President Obama is proposing a new principle: the “Buffett rule”
President Obama on Monday will call for a new minimum tax rate for individuals making more than $1 million a year to ensure that they pay at least the same percentage of their earnings as middle-income taxpayers, according to administration officials.
Mr. Obama, in a bit of political salesmanship, will call his proposal the “Buffett Rule,” in a reference to Warren E. Buffett, the billionaire investor who has complained repeatedly that the richest Americans generally pay a smaller share of their income in federal taxes than do middle-income workers, because investment gains are taxed at a lower rate than wages.
This argument, however, ignores the entire concept of double taxation. I oppose the Buffett rule because investment income is already taxed twice: once as corporate income and once as investment income. This means that investors are actually paying higher taxes than everyone else.
I’ll illustrate this by walking through a simplified example. I’m aware that this is a very, very, very simplified example. (For instance, it ignores corporate tax deductions and other “tax breaks”. It also ignores whatever “loopholes” Mr. Buffett is currently using to reduce his own personal tax liability.) I think the general idea is correct, however.
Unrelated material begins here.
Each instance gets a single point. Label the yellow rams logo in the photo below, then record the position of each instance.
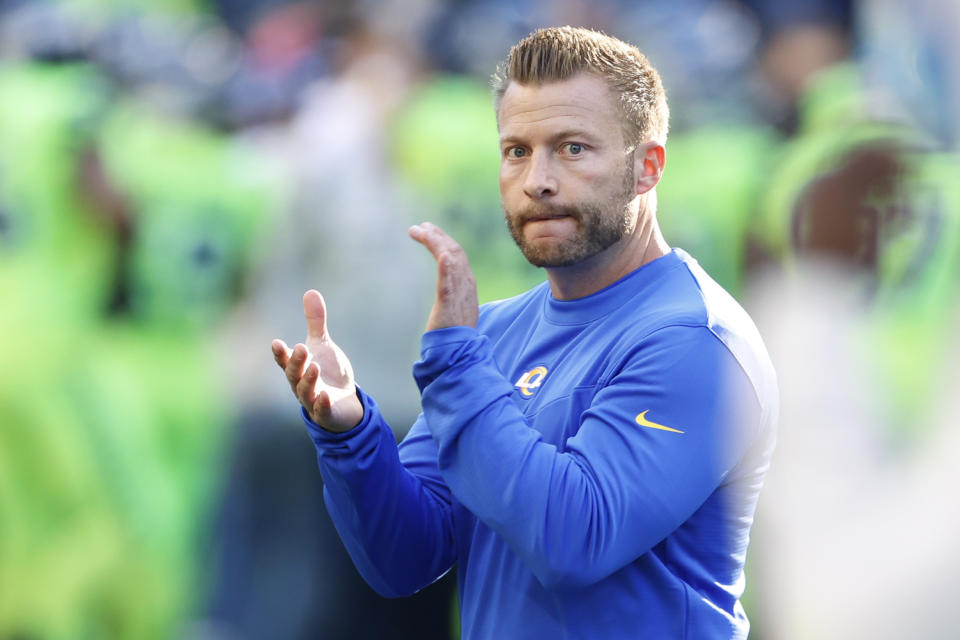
(532, 379)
Let’s say Berkshire Hathaway earns a profit of $18,000,000 and wants to distribute the entire amount as dividends to its shareholders. And, for the purposes of extreme simplification, let’s say that Mr. Buffett is the sole shareholder.
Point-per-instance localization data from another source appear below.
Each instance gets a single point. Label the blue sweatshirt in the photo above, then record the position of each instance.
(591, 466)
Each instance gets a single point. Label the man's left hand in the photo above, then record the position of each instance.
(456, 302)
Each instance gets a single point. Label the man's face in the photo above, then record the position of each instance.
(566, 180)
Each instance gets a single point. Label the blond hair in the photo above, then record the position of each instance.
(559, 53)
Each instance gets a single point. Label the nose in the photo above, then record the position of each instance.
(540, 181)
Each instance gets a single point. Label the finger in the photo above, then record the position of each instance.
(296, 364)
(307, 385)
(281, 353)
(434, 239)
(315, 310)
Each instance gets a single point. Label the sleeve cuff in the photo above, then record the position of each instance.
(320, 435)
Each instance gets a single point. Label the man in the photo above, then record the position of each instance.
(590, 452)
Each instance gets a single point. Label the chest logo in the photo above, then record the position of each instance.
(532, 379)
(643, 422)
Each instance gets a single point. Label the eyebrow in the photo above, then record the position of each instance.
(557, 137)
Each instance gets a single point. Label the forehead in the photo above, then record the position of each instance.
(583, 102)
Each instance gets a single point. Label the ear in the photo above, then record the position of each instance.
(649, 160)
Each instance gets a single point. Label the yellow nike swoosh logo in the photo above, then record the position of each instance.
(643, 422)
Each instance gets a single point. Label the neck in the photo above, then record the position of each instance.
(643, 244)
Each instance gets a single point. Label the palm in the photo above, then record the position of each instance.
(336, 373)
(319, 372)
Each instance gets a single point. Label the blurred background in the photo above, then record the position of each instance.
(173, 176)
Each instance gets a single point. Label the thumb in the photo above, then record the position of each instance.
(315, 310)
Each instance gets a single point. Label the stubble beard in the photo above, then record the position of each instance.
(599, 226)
First, Berkshire Hathaway must pay U.S. corporate income tax on the profits. Corporate income of $18,000,000 would be taxed at a rate of 35%. The remaining balance would be distributed as investment income, to Mr. Buffet. Mr Buffet will then pay a capital gains tax of 15% on that money. Here’s how that breaks down.
Type |
Amount |
Corporate Income |
$18,000,000.00 |
Corporate Tax (35%) |
$6,300,000.00 |
Income to Distribute |
$11,700,000.00 |
Capital Gains Tax (15%) |
$1,755,000.00 |
Personal Income |
$9,945,000.00 |
Total Tax Paid |
$8,055,000.00 |
Total Tax Rate |
44.75% |
Now, let’s imagine that we implement the “Buffett Rule” and we require Mr. Buffett to pay a 35% tax rate on his investment income. Here’s how that breaks down.
Type |
Amount |
Corporate Income |
$18,000,000.00 |
Corporate Tax (35%) |
$6,300,000.00 |
Income to Distribute |
$11,700,000.00 |
Income Tax (35%) |
$4,095,000.00 |
Personal Income |
$7,605,000.00 |
Total Tax Paid |
$10,395,000.00 |
Total Tax Rate |
57.75% |
This rule definitely forces Mr. Buffett’s taxes up, but he’s hardly paying the same rate as the rest of us. He’s now paying a total tax rate of 58% on his income—far more than the 35% rate that “we” pay.
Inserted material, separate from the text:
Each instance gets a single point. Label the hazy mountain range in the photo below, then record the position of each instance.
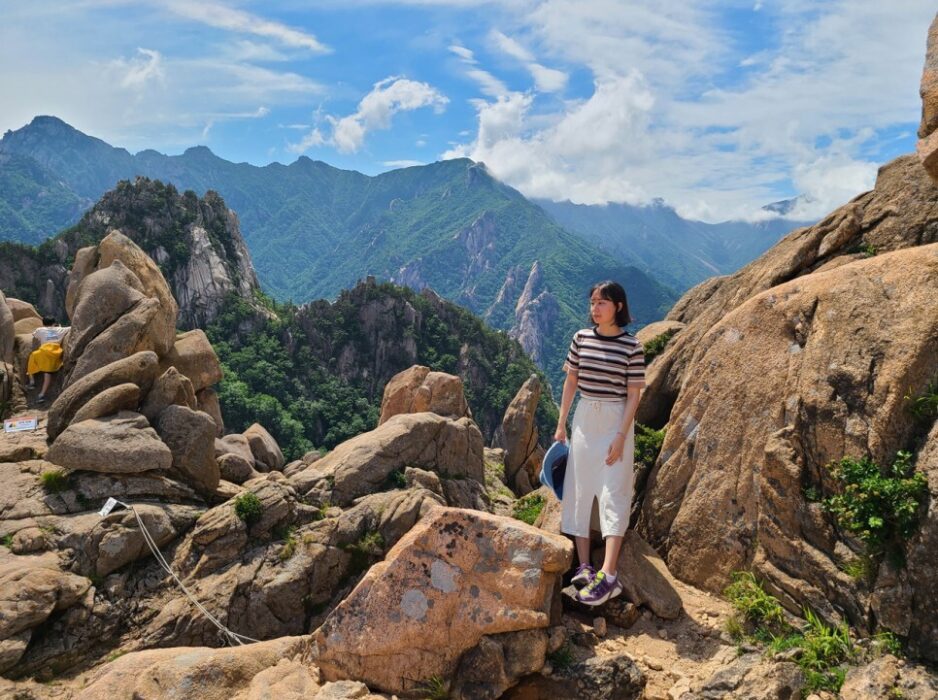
(314, 230)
If we wanted to aim for equal taxation (the supposed aim of the Buffett Rule), we need to aim at more fundamental reforms. For instance, how about eliminating the corporate tax rate and then taxing investment income at the same rate as personal income? That would eliminate all of the hanky panky that goes on with the corporate tax code and would, in one fell swoop, eliminate all of its deductions and loopholes. It would simultaneously increase the taxes directly paid by Mr. Buffett. Here’s how that breaks down.
Type |
Amount |
Corporate Income |
$18,000,000.00 |
Corporate Tax |
$0,000.00 |
Income to Distribute |
$18,000,000.00 |
Income Tax (35%) |
$6,300,000.00 |
Personal Income |
$11,700,000.00 |
Total Tax Paid |
$6,300,000.00 |
Total Tax Rate |
35.00% |
Mr. Buffett is now paying the same rate as “we” do. That’s fair, isn’t it?